И вот, под вечер народ собирался в театр. Принаряживались наши харалетцы совсем недурно, кто во что горазд, женщины опрыскивали даже нам, детям, головы остатками одеколона «Фантазия» и, взяв за руку, – в другой руке у них был зонтик – отправлялись в театр, где, бросив предварительно со звоном пятачок в ящичек тети Какалы, ключи от которого хранились у Шашии Кутубидзе, рассаживались в партере; на сцене сверкали фонари, в затемненном зале носился аромат «Фантазии»; тетя Какала, с железным ящичком под мышкой, отодвигала в сторону подвешенный на проволоке желтый атласный занавес, и перед нами представал под видом английского графа наш Титико Глонти. Выхватив деревянную саблю, он всаживал ее в самое сердце французскому герцогу – своему двоюродному брату Ефрему Глонти; горькими слезами заливалась испанская принцесса Верико Тирошвили, а Шашиа Кутубидзе тем часом где-то в укромном уголке пересчитывал пятачки. Время же, как вы сами понимаете – шло.
Многие из нас очень любили театр, но, некоторые, отдельные харалетцы не придавали ему почитай что никакой цены. Одни, жалея деньги, говорили, к примеру, что не видят ничего хорошего в кривляниях Титикойи; другие, тоже жалея деньги, заявляли, что при подобном скоплении народа воздух, видите ли, кишит бациллами; третьи, тоже жалея деньги, жаловались на колотья в боку, ломоту в пояснице и бог весть еще на какие хвори... Но большинство из нас все же очень любило свой театр; хорош он был или плох, это был наш театр, и не ходи в него мы, не из других же городов понаехали бы зрители! Мы не бегали в театр, разумеется, изо дня в день, но посещали его время от времени очень охотно; под конец Осико Арджеванидзе уломал даже своего хмурого и нелюдимого отца – единственного человека, еще никогда не бывавшего в театре; тот, глядя на своего Осико, пуще чумы возненавидел всякое искусство, потому что именно искусство отняло у него сына: он-де больше не помощник мне на земле, в поле его и палкой не загонишь, – и вот, после упорных просьб и мольб сына: «Нельзя так, отец, в конце-то концов, людей стыдно!» – Самсон сменил свое повседневное старье на новую чоху и вышел во двор, а у него, надо сказать, был какой-то ледащий, с хроническим насморком пес, который вечно чихал, а когда окончательно потерял нюх, то стал, точно чиновник, различать людей по одежке. Увидев Самсона Арджеванидзе, чинно во всей своей новообретенной красе, выступавшего по двору, пес набросился на него и, думаете, не укусил?
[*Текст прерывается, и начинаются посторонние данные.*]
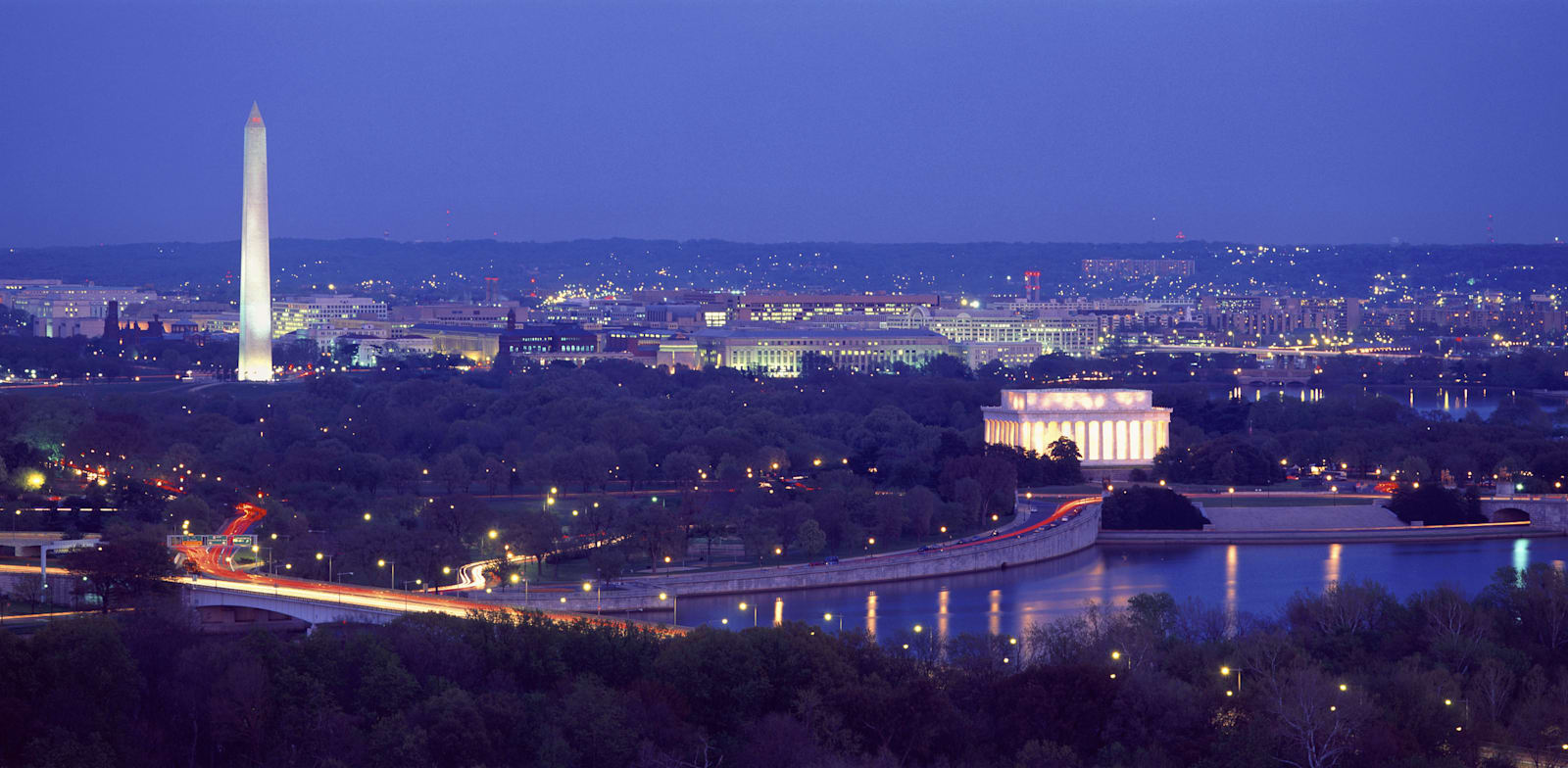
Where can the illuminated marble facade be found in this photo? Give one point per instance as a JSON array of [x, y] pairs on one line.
[[1110, 427]]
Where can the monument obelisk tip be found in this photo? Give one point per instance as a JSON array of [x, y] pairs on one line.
[[256, 284]]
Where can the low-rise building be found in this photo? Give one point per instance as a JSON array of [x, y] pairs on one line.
[[780, 352]]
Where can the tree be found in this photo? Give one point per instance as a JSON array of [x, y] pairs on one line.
[[537, 533], [404, 472], [122, 569], [493, 474], [452, 472], [684, 466], [462, 516], [1435, 505], [634, 466], [1066, 466], [809, 538], [1316, 720]]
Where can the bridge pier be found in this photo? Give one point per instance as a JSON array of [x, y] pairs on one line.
[[1542, 511]]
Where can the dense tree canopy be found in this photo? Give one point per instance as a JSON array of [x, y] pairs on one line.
[[1150, 508]]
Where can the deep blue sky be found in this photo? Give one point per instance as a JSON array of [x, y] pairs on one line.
[[844, 120]]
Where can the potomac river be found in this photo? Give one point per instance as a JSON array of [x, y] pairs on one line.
[[1246, 577]]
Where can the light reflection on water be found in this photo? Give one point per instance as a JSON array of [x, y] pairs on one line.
[[1239, 579]]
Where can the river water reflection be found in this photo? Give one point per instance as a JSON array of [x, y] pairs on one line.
[[1249, 577]]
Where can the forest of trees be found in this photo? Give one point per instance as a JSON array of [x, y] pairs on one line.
[[1348, 678]]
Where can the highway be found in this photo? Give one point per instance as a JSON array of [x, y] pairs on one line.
[[217, 571]]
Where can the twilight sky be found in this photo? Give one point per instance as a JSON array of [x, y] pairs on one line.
[[839, 120]]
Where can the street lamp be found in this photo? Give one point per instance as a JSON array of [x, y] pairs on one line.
[[1225, 671]]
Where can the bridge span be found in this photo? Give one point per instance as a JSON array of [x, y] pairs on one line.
[[1546, 511]]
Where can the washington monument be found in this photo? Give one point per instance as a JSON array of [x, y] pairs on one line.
[[256, 284]]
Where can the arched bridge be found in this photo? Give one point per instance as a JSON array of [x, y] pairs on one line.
[[1544, 511]]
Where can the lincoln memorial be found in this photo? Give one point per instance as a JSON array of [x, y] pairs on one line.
[[1110, 427]]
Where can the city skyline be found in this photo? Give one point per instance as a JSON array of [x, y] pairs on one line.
[[1024, 124]]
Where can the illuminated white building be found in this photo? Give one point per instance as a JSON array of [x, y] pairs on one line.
[[1110, 427]]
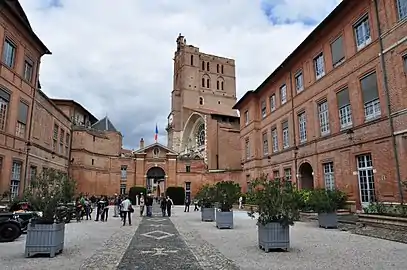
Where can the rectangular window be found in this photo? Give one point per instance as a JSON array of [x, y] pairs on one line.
[[319, 66], [55, 138], [263, 109], [329, 177], [246, 117], [337, 51], [9, 53], [265, 144], [274, 138], [123, 171], [323, 118], [299, 82], [345, 110], [15, 178], [287, 174], [276, 175], [283, 94], [286, 140], [247, 148], [272, 102], [28, 70], [4, 103], [370, 96], [402, 9], [362, 33], [302, 123], [22, 120]]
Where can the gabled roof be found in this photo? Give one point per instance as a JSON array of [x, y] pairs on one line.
[[104, 125], [143, 150]]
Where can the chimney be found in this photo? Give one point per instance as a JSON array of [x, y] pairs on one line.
[[141, 143]]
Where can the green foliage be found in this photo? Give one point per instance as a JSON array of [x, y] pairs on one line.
[[327, 201], [226, 194], [134, 191], [206, 196], [277, 201], [177, 195], [46, 191]]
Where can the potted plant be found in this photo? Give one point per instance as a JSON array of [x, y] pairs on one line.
[[206, 197], [326, 203], [278, 206], [227, 193], [46, 230]]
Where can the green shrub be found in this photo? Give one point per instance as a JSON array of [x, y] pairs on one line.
[[134, 191], [177, 195]]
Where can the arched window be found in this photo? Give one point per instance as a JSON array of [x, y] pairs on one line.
[[200, 135]]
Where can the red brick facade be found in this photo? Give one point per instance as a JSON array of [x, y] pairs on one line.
[[332, 138]]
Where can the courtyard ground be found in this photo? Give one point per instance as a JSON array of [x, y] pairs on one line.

Самсон взбесился: «Да пошли вы все вместе с вашим театром!» – и вновь облачился в свое старье. «Негоже так, отец», – с горечью заметил Осико, за что и получил дрючком по ногам. А уж после этого Самсон, хоть ты ему кол на голове теши, не согласился бы переступить и порог театра, где его старший сын, Осико Арджеванидзе, пел в антрактах, воздев руки к галерке, «Царицу красавиц».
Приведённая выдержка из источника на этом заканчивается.